The year after the Nazi’s overran Paris, Rose Valland began bookkeeping in the occupied capital. Her role wasn’t an official one. If the Nazi’s had known, they might have killed her. They certainly would have destroyed her catalog. But Valland risked her life and continued her record keeping.
She was recording all the art that the Nazi’s were confiscating from around occupied Europe. In Italy, Greece, France, and elsewhere, a Nazi-backed taskforce joined with the German SS and seized tens of thousands of works of art and confiscated or burned millions of books. What wasn’t destroyed they trucked to Paris, where they sifted through it and then packed it into train cars bound for Germany. The whole effort was well-orchestrated with typical German efficiency. Together, battalions of men conspired to pull off the greatest art heist the world had ever known. But for all its machine-like engineering, the regime couldn’t account for one Rose Valland.
In the recent film The Monuments Men, Rose Valland and her story were the inspiration for the character of Claire Simone played by Cate Blanchett. Simone is an unremarkable subject living in Paris during the Nazi occupation. She works in the Jeu de Paume Museum, where the Nazi’s store and sort their loot. 1941 gives way to 1942, and ’42 gives way to ’43. With each passing year, who knows if liberation will ever come?
Valland, despite her uncertainty about the future, carefully cataloged each piece, marking them with small stickers, mere specks of color. She kept this catalog, not knowing if it would ever be useful. Would it simply gather dust someday, or, worse, cost her her life? Would her Nazi oppressors confiscate and destroy all her work? Despite her uncertainties, Valland kept meticulous records. Not until James Granger, played by Matt Damon, shows up asking about the plundered art, does it appear that her risky bookkeeping might come to something.

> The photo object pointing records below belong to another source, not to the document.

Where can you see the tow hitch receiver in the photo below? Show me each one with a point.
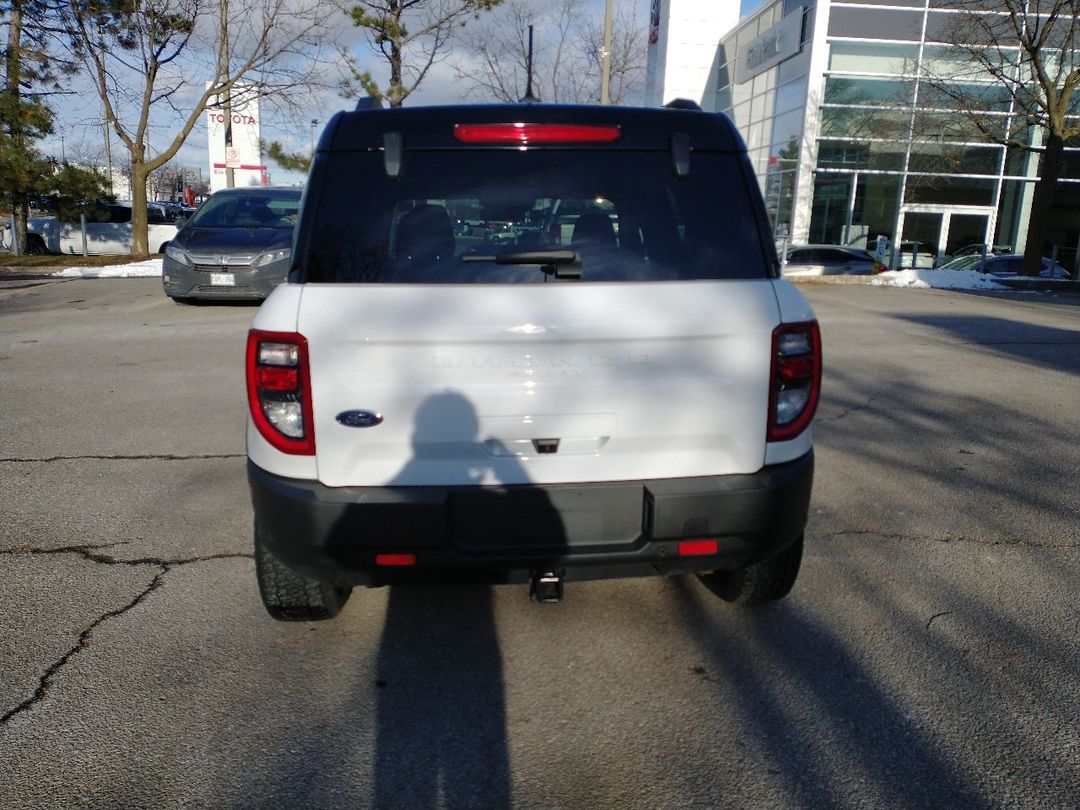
(547, 586)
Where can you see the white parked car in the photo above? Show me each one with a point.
(108, 232)
(631, 399)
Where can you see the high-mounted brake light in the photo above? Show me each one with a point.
(796, 379)
(279, 390)
(522, 134)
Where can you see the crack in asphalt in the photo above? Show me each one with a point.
(94, 554)
(848, 412)
(945, 539)
(153, 457)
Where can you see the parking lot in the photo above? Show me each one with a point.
(928, 657)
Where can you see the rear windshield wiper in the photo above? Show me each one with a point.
(557, 264)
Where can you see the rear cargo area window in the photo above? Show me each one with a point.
(505, 216)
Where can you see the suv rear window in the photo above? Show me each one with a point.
(450, 214)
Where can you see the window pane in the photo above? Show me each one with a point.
(876, 24)
(955, 159)
(864, 123)
(873, 57)
(865, 154)
(447, 217)
(945, 190)
(880, 92)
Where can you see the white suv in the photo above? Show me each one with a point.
(630, 395)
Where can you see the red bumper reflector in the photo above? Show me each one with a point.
(523, 134)
(698, 548)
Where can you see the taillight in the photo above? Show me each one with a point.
(522, 134)
(279, 390)
(796, 379)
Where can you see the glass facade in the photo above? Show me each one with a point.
(849, 129)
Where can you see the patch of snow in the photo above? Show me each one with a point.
(133, 270)
(937, 279)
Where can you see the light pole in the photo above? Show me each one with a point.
(606, 57)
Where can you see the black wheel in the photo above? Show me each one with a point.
(766, 581)
(289, 596)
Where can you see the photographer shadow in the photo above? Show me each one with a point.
(441, 714)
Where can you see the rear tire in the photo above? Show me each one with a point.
(766, 581)
(289, 596)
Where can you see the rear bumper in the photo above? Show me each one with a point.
(504, 534)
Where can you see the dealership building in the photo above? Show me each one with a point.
(848, 138)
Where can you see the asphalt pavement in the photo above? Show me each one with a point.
(927, 658)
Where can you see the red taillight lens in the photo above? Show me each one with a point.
(522, 134)
(279, 390)
(796, 379)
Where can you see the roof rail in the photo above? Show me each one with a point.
(683, 104)
(368, 103)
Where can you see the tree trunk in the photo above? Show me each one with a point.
(13, 66)
(139, 240)
(1041, 204)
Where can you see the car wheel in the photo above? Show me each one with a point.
(766, 581)
(289, 596)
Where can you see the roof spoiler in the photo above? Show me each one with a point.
(683, 104)
(368, 103)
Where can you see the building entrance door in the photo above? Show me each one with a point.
(932, 234)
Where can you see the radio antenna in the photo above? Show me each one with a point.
(528, 97)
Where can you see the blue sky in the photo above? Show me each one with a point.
(79, 116)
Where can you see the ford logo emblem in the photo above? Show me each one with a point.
(359, 418)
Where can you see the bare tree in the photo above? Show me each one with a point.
(410, 36)
(567, 57)
(1028, 50)
(178, 57)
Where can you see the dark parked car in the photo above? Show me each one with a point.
(812, 260)
(1004, 266)
(235, 245)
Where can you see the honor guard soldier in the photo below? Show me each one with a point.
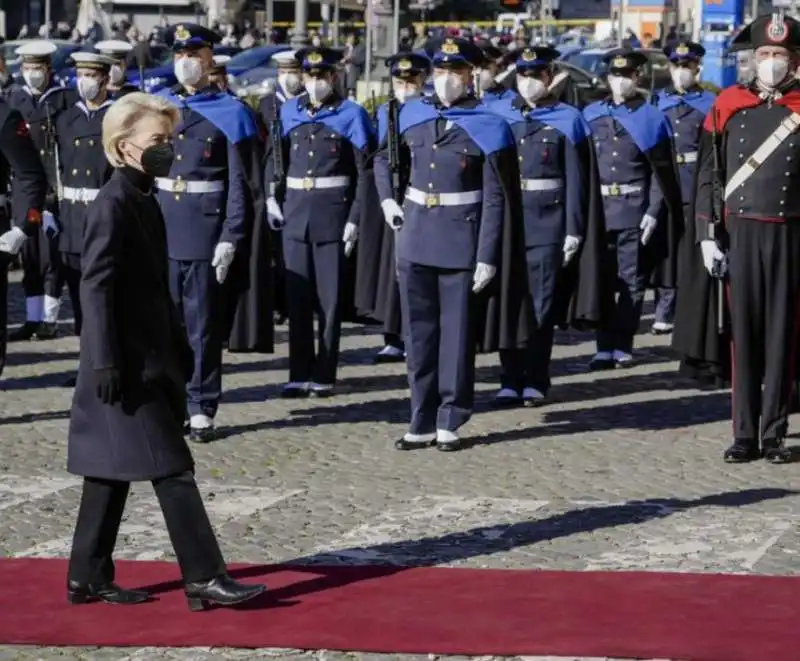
(377, 296)
(633, 142)
(118, 51)
(754, 130)
(84, 169)
(327, 141)
(556, 174)
(40, 100)
(685, 105)
(455, 219)
(206, 198)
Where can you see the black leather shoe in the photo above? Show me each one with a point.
(776, 452)
(221, 591)
(110, 593)
(742, 452)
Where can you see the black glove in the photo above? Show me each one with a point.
(108, 385)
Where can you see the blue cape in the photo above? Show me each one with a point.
(224, 111)
(562, 117)
(647, 125)
(348, 119)
(699, 100)
(489, 131)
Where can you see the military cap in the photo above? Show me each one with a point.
(623, 59)
(532, 57)
(96, 61)
(187, 36)
(453, 51)
(684, 51)
(318, 58)
(36, 51)
(775, 29)
(406, 65)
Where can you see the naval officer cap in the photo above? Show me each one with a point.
(624, 60)
(190, 36)
(775, 29)
(36, 51)
(317, 58)
(408, 65)
(685, 51)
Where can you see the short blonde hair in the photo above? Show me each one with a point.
(122, 117)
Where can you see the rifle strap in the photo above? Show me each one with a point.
(786, 128)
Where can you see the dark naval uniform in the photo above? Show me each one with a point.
(685, 111)
(633, 142)
(18, 156)
(326, 150)
(759, 146)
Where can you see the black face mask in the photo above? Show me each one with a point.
(157, 159)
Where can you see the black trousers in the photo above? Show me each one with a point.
(100, 514)
(764, 295)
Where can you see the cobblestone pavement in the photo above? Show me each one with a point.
(619, 470)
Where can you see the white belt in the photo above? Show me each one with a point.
(541, 184)
(443, 199)
(775, 140)
(688, 157)
(191, 187)
(79, 194)
(614, 190)
(310, 183)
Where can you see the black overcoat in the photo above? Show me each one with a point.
(131, 324)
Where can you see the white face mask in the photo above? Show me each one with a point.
(531, 89)
(682, 78)
(318, 90)
(188, 71)
(88, 88)
(449, 87)
(116, 75)
(772, 71)
(35, 79)
(621, 87)
(290, 82)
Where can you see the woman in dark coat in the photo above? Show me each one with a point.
(129, 404)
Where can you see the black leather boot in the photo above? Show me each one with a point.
(221, 591)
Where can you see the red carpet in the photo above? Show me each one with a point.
(706, 617)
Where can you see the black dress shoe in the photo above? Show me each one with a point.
(222, 591)
(110, 593)
(742, 452)
(776, 452)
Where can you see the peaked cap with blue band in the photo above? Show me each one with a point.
(685, 51)
(318, 58)
(534, 57)
(187, 36)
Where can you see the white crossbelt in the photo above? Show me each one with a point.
(190, 187)
(443, 199)
(529, 185)
(79, 194)
(310, 183)
(775, 140)
(614, 190)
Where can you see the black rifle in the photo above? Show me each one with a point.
(393, 144)
(716, 228)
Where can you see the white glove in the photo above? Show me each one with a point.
(274, 214)
(711, 254)
(50, 225)
(648, 226)
(483, 276)
(223, 258)
(350, 236)
(391, 212)
(571, 245)
(11, 241)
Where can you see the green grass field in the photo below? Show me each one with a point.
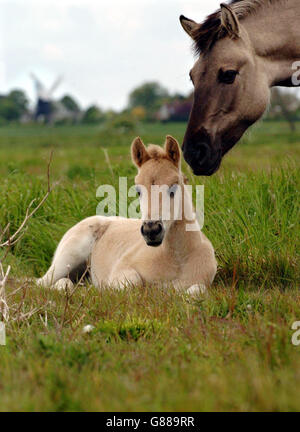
(151, 349)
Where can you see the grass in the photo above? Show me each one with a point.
(151, 349)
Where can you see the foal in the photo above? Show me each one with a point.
(155, 249)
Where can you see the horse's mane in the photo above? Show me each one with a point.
(211, 30)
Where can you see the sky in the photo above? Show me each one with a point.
(102, 48)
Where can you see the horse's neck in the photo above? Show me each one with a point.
(275, 35)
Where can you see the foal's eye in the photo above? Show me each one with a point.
(227, 77)
(172, 190)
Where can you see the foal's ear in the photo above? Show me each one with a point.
(189, 25)
(172, 150)
(230, 21)
(139, 152)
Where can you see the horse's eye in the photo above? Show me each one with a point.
(172, 190)
(227, 77)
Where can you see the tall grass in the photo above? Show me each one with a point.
(151, 349)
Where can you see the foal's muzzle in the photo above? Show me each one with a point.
(153, 232)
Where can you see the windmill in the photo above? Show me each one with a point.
(44, 99)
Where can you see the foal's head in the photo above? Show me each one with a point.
(159, 184)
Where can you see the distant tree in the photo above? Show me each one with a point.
(149, 95)
(93, 115)
(13, 106)
(70, 104)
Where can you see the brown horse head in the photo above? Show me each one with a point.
(231, 87)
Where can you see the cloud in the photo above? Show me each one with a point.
(103, 49)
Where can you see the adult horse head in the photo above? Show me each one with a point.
(240, 59)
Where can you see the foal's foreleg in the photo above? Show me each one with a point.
(73, 250)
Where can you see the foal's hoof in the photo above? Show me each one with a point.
(196, 290)
(64, 284)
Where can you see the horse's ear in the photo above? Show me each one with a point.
(172, 150)
(189, 25)
(139, 152)
(230, 21)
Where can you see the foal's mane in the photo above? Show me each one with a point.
(210, 31)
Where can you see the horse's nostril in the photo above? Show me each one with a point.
(159, 228)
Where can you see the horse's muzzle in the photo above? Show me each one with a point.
(199, 153)
(153, 232)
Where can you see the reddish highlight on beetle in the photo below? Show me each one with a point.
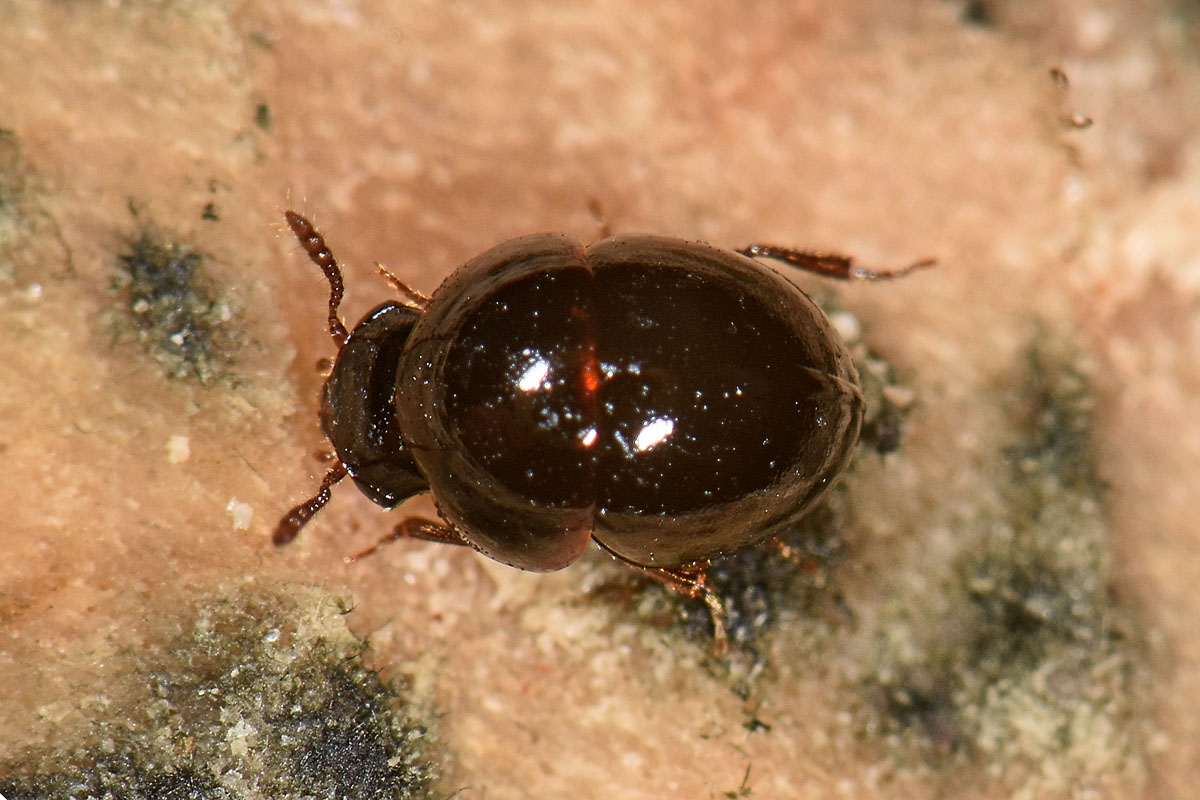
(657, 451)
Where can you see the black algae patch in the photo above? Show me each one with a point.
(172, 307)
(265, 697)
(1015, 657)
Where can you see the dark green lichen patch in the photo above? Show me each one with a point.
(1015, 657)
(264, 697)
(172, 307)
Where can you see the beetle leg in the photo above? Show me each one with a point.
(832, 265)
(419, 528)
(289, 527)
(693, 582)
(411, 296)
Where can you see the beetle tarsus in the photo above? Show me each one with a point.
(419, 528)
(289, 527)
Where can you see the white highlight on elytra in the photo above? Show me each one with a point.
(653, 433)
(534, 376)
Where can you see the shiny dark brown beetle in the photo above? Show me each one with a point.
(670, 401)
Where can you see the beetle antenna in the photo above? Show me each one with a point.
(315, 245)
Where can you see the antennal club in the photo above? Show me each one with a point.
(315, 245)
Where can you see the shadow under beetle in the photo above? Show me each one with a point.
(667, 400)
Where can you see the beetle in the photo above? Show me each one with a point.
(670, 401)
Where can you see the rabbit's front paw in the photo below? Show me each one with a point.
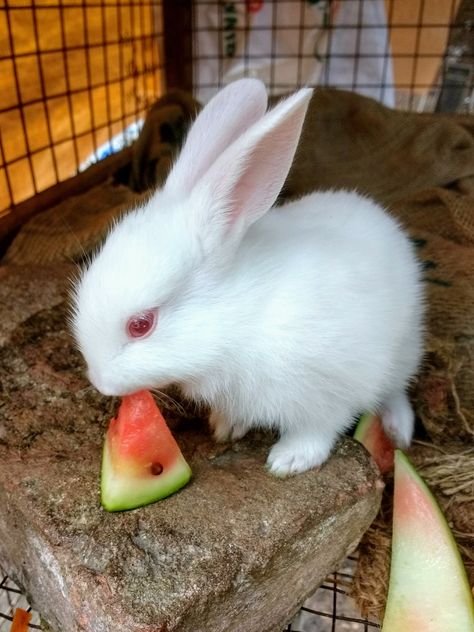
(223, 430)
(293, 454)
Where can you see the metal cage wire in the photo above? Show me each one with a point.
(330, 609)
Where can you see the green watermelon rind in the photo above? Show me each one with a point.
(396, 603)
(121, 492)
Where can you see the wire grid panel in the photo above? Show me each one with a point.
(74, 75)
(330, 609)
(396, 52)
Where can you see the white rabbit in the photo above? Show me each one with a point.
(295, 319)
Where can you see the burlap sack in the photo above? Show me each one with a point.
(72, 229)
(442, 224)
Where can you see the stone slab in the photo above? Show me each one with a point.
(235, 550)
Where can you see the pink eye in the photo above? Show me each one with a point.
(142, 324)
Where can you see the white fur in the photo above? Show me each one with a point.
(296, 319)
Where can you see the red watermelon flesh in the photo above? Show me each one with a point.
(428, 588)
(141, 461)
(371, 434)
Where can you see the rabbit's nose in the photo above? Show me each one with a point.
(100, 383)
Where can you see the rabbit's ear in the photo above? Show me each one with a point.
(245, 181)
(226, 117)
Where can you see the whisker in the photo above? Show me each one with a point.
(164, 398)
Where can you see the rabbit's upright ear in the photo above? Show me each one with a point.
(226, 117)
(245, 181)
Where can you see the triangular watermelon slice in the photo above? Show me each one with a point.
(428, 590)
(371, 434)
(141, 461)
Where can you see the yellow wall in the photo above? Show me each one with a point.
(120, 84)
(409, 43)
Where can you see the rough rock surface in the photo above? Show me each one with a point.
(235, 550)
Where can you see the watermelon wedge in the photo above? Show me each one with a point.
(428, 589)
(371, 434)
(141, 461)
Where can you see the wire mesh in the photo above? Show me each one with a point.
(330, 609)
(75, 75)
(396, 52)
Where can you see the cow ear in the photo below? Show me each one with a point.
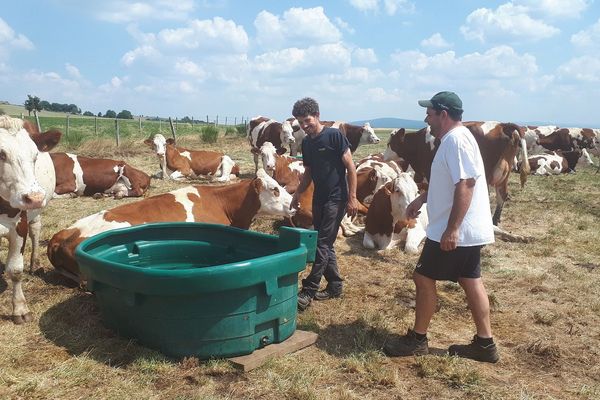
(258, 185)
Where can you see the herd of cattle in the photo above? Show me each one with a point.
(386, 183)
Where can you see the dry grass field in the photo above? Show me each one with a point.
(544, 295)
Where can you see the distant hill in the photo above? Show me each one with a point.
(392, 123)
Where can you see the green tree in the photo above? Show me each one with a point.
(32, 103)
(125, 115)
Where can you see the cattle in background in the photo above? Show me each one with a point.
(287, 171)
(498, 143)
(568, 139)
(554, 163)
(235, 205)
(178, 163)
(85, 176)
(412, 149)
(355, 134)
(263, 129)
(26, 186)
(298, 134)
(386, 224)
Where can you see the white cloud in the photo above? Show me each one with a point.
(364, 56)
(304, 61)
(11, 40)
(588, 39)
(143, 52)
(557, 8)
(296, 27)
(507, 21)
(119, 11)
(216, 35)
(584, 69)
(435, 41)
(390, 7)
(344, 25)
(190, 68)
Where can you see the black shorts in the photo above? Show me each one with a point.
(440, 265)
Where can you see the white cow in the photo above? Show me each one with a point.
(26, 186)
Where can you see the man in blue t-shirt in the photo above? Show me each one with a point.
(327, 158)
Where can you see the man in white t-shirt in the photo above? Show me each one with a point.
(460, 223)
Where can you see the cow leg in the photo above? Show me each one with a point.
(501, 196)
(35, 227)
(14, 271)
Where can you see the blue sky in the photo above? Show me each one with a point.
(520, 60)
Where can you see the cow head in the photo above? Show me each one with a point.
(368, 134)
(19, 151)
(394, 149)
(287, 133)
(274, 200)
(158, 143)
(268, 155)
(403, 191)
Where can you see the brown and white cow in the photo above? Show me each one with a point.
(355, 134)
(178, 162)
(554, 163)
(262, 129)
(568, 139)
(235, 205)
(85, 176)
(26, 186)
(386, 225)
(287, 171)
(498, 142)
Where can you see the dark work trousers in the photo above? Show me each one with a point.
(326, 220)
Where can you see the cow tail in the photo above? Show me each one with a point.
(524, 168)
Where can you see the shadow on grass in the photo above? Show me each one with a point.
(358, 337)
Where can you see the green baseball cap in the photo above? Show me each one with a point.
(443, 101)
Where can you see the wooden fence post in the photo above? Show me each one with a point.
(172, 129)
(117, 131)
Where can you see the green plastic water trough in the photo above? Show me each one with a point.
(192, 289)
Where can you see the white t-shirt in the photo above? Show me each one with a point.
(457, 158)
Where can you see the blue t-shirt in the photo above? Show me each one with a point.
(323, 154)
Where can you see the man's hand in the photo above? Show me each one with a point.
(449, 239)
(352, 207)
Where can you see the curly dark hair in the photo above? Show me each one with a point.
(305, 107)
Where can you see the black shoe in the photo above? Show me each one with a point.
(407, 345)
(304, 300)
(328, 294)
(475, 351)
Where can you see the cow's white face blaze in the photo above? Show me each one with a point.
(18, 155)
(287, 133)
(160, 144)
(274, 200)
(404, 191)
(368, 135)
(268, 156)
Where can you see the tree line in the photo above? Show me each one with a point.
(34, 103)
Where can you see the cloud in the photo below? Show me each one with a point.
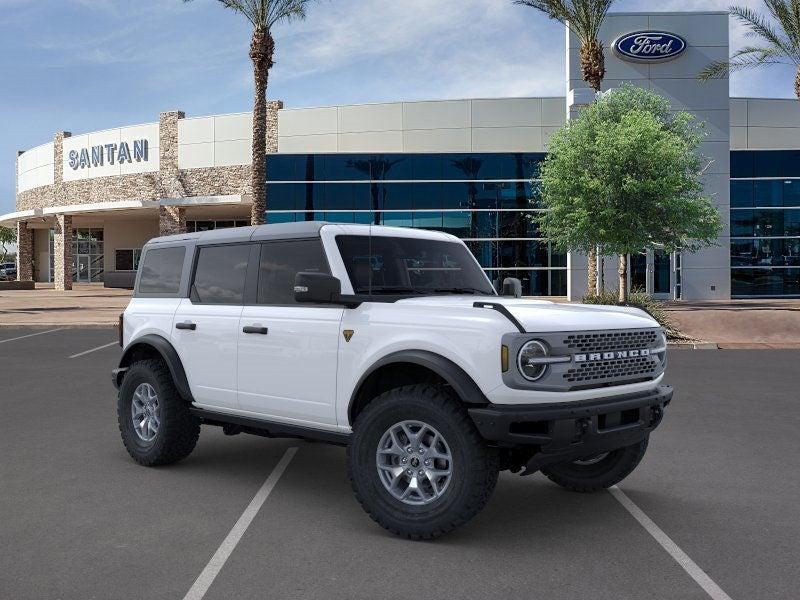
(419, 48)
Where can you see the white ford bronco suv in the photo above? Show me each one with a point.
(394, 343)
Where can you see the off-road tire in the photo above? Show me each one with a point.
(595, 477)
(475, 465)
(179, 429)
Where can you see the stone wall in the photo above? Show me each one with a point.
(24, 252)
(62, 250)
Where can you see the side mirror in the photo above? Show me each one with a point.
(319, 288)
(512, 287)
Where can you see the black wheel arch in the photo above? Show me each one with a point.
(155, 346)
(413, 365)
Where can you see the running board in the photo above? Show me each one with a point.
(270, 429)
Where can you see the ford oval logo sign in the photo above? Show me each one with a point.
(649, 46)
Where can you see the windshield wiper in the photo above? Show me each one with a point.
(387, 289)
(472, 291)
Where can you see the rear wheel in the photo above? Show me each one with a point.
(417, 464)
(597, 472)
(154, 420)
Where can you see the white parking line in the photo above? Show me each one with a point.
(22, 337)
(93, 350)
(688, 565)
(206, 578)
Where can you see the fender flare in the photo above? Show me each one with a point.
(463, 385)
(170, 356)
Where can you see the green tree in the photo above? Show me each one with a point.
(626, 175)
(8, 236)
(263, 15)
(778, 40)
(584, 19)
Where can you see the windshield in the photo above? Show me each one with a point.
(399, 265)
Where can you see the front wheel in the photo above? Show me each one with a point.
(597, 472)
(417, 464)
(156, 425)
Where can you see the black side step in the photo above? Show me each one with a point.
(503, 311)
(270, 428)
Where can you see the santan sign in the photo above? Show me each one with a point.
(649, 46)
(97, 156)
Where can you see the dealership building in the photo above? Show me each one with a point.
(86, 204)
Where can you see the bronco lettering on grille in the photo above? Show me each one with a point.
(611, 355)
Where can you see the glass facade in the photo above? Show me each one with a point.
(87, 255)
(765, 223)
(486, 199)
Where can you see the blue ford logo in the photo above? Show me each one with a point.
(649, 46)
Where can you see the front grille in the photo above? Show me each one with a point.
(612, 340)
(618, 369)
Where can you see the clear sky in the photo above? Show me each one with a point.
(85, 65)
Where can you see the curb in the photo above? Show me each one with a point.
(56, 325)
(693, 345)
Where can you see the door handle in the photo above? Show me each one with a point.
(255, 329)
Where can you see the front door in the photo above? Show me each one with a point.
(288, 353)
(662, 271)
(83, 269)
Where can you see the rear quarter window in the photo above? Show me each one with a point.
(161, 270)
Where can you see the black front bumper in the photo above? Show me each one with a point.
(571, 430)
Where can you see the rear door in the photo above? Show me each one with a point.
(206, 325)
(287, 351)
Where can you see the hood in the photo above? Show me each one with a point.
(541, 316)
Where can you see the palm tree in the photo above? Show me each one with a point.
(584, 19)
(263, 15)
(779, 42)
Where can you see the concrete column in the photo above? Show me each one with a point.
(169, 176)
(62, 249)
(171, 220)
(24, 252)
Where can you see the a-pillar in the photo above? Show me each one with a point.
(24, 252)
(62, 250)
(171, 219)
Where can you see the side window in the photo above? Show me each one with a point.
(220, 274)
(161, 271)
(281, 261)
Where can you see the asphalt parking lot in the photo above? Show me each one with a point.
(79, 519)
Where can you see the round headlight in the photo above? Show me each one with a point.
(526, 360)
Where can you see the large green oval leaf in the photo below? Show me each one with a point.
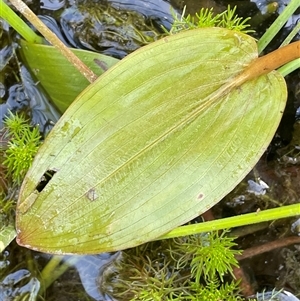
(154, 142)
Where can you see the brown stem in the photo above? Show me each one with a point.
(51, 37)
(270, 61)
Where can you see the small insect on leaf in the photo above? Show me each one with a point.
(159, 138)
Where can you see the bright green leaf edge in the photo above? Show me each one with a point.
(177, 95)
(7, 235)
(58, 78)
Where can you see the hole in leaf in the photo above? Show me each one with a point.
(47, 176)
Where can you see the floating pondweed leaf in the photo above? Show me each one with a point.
(158, 139)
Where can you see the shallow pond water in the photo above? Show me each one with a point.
(118, 28)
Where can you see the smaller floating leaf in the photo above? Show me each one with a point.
(157, 140)
(57, 76)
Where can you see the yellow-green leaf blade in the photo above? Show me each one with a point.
(151, 145)
(61, 80)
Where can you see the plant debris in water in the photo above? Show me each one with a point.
(187, 268)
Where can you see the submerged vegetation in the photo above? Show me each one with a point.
(189, 268)
(207, 18)
(23, 143)
(196, 267)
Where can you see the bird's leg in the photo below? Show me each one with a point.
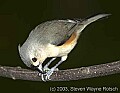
(49, 73)
(45, 68)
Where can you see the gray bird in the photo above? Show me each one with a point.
(52, 39)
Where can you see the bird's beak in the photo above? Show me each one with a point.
(39, 68)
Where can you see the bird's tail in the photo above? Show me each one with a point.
(87, 21)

But those years until he arrived.
Valland kept her records, but how would mere records ever protect the stolen art? She kept a catalog, but what could a catalog do? She had no idea that The Monuments Men would one day slip in behind enemy lines. She was one woman in a city occupied by arguably the most powerful military on the planet. She was one woman battling the Nazi machine. Yet for all that time before James Granger arrived, she kept working subversively, risking her life with no assurance it would be worth it.
In a similar way, Christians live in territory occupied by the Enemy. He and his demons work hard to ruin the image that God endowed in humanity. They attempt to cut us off from the hope we have. Human trafficking and slavery continue to be a lucrative international trade. Meanwhile, greed at the highest levels of business plunged us into a recession that rippled across the globe. The power of the Enemy seems overwhelming at times.
These seemingly hopeless circumstances can often paralyze Christians, and they can be tempted to abandon their meager endeavors—showing kindness to a bitter colleague or ministering haphazardly to a smattering of unthankful people. Will we see the fruits of our effort? Is our obedience to God doing any good at all? Christians, it seems, risk living good lives that may not accomplish anything.
But in fact, unlike Claire, Christians do have a sure hope. Every minor kindness is anchored to the Resurrection. That Sunday morning on the margins of an Empire is a history that establishes the future with certainty. Yet, many of us work—toil even—in jobs, relationships, or ministries that feel meaningless or unproductive. We struggle to keep hope. We don’t know if anyone will show up who could actually take our meager compassion and make it mean something. Will our inconsistent kindness bring any real healing? Will our erratic prayers amount to anything substantive?
Rose Valland’s very insignificance was her most valuable asset to the cause of The Monuments Men. For the Nazis, only power attracted their attention, and Valland had none. She was invisible to them. But her long days of quiet work planted the seeds. Others whom she did not yet know would come along and water them. Planted seeds, thousands of tiny deaths, quietly being raised up to new life. The fruit is in the seed, but only the seed that is scattered bears it. Only in the small deaths.
What Valland saw in Paris was the Nazi flag flying, high and sure, but what she believed in was something she could not see. A seed planted in the ground. In her small actions, she exemplified for Christians how to live faithfully in territory where the Enemy’s flag still flies.